# Perturbation-Based Techniques

These methods explain how a model reacts when you slightly change (perturb) its input. Think: “What happens if I sneakily change one pixel or word?”

## LIME (Local Interpretable Model-agnostic Explanations)

**Idea:** Take the original input (e.g., an image or sentence), make small modifications, see how model predictions change, and fit a simple, interpretable model (like a linear model) to approximate behavior around that input.

In [17]:
!pip install lime

Defaulting to user installation because normal site-packages is not writeable
Looking in indexes: https://pypi.org/simple, https://pypi.ngc.nvidia.com




Defaulting to user installation because normal site-packages is not writeable
Looking in indexes: https://pypi.org/simple, https://pypi.ngc.nvidia.com




### Basic use case

In [52]:
from sklearn.pipeline import make_pipeline
from sklearn.feature_extraction.text import TfidfVectorizer
from sklearn.linear_model import LogisticRegression
from lime.lime_text import LimeTextExplainer

In [53]:
# Step 1: Sample review dataset 
texts = [
    "I love this movie",
    "This film is terrible",
    "What a fantastic performance!",
    "I hated every moment",
    "It was an average movie",
    "Absolutely brilliant and moving"
]
labels = [1, 0, 1, 0, 0, 1]  # 1 = Positive, 0 = Negative

In [54]:
# Step 2: Train a simple model
vectorizer = TfidfVectorizer()
classifier = LogisticRegression()
model = make_pipeline(vectorizer, classifier)
model.fit(texts, labels)

In [55]:
# Step 3: Define black-box prediction function
def blackbox_model(text_list):
    return model.predict_proba(text_list)

In [56]:
# Step 4: Run LIME explanation
explainer = LimeTextExplainer(class_names=['Negative', 'Positive'])
exp = explainer.explain_instance("I love this movie", blackbox_model, num_features=3)
print(exp.as_list())

[('love', 0.04723679886633938), ('movie', 0.0038787401431432215), ('I', 0.0012371047096181628)]
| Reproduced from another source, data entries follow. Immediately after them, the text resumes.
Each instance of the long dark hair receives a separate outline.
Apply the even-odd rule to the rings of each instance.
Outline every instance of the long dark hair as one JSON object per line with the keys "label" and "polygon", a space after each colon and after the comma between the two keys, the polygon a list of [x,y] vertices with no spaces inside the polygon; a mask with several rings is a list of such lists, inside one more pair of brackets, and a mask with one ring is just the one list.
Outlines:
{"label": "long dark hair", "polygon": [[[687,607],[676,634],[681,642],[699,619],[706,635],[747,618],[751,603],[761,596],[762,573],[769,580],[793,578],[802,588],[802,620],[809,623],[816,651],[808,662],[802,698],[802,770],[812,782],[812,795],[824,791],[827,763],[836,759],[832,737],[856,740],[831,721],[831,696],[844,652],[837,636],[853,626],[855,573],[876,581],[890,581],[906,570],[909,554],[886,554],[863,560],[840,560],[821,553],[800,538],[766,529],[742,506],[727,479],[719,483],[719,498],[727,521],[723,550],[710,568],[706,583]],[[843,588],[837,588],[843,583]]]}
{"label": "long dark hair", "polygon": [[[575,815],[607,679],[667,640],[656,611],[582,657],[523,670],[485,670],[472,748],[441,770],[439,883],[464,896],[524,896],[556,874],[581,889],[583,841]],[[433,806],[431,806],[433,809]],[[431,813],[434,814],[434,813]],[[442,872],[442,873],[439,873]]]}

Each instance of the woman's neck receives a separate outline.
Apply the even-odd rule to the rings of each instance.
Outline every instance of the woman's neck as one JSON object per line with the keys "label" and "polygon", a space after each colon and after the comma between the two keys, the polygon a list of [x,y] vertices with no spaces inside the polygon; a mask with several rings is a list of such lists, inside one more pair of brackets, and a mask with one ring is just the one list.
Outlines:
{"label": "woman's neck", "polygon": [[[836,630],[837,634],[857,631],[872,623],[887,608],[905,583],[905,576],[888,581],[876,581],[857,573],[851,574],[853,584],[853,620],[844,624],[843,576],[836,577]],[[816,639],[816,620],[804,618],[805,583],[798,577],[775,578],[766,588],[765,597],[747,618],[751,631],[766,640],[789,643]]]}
Words like “love” and “movie” contributed most to the model predicting "Positive".

### Use Case using BERT with LIME for explainability of sentiment classification. 

In [None]:
!pip install transformers torch lime scikit-learn

In [57]:
from transformers import BertTokenizer, BertForSequenceClassification
from transformers import TextClassificationPipeline
import torch
from lime.lime_text import LimeTextExplainer

In [58]:
# Step 1: Load a pretrained BERT model fine-tuned for sentiment classification
model_name = "nlptown/bert-base-multilingual-uncased-sentiment"  # You can replace with another
tokenizer = BertTokenizer.from_pretrained(model_name)
model = BertForSequenceClassification.from_pretrained(model_name)

In [59]:
# Step 2: Define a prediction pipeline
pipe = TextClassificationPipeline(model=model, tokenizer=tokenizer, return_all_scores=True)



In [60]:
# Step 3: Create a black-box function wrapper for LIME
def blackbox_model(texts):
    # LIME expects a 2D list of [ [score_for_class_0, score_for_class_1, ...], [...], ... ]
    outputs = [pipe(text)[0] for text in texts]  # [0] gets list of dicts for classes
    return [[label["score"] for label in example] for example in outputs]

In [61]:
# Step 4: Run LIME explainability
explainer = LimeTextExplainer(class_names=["1 star", "2 stars", "3 stars", "4 stars", "5 stars"])
exp = explainer.explain_instance("This movie was surprisingly good and fun to watch.", 
                                  blackbox_model, 
                                  num_features=6)

TypeError: list indices must be integers or slices, not tuple

In [None]:
# Step 5: Print explanation
print("Top words contributing to prediction:")
for word, weight in exp.as_list():
    print(f"{word}: {weight:.4f}")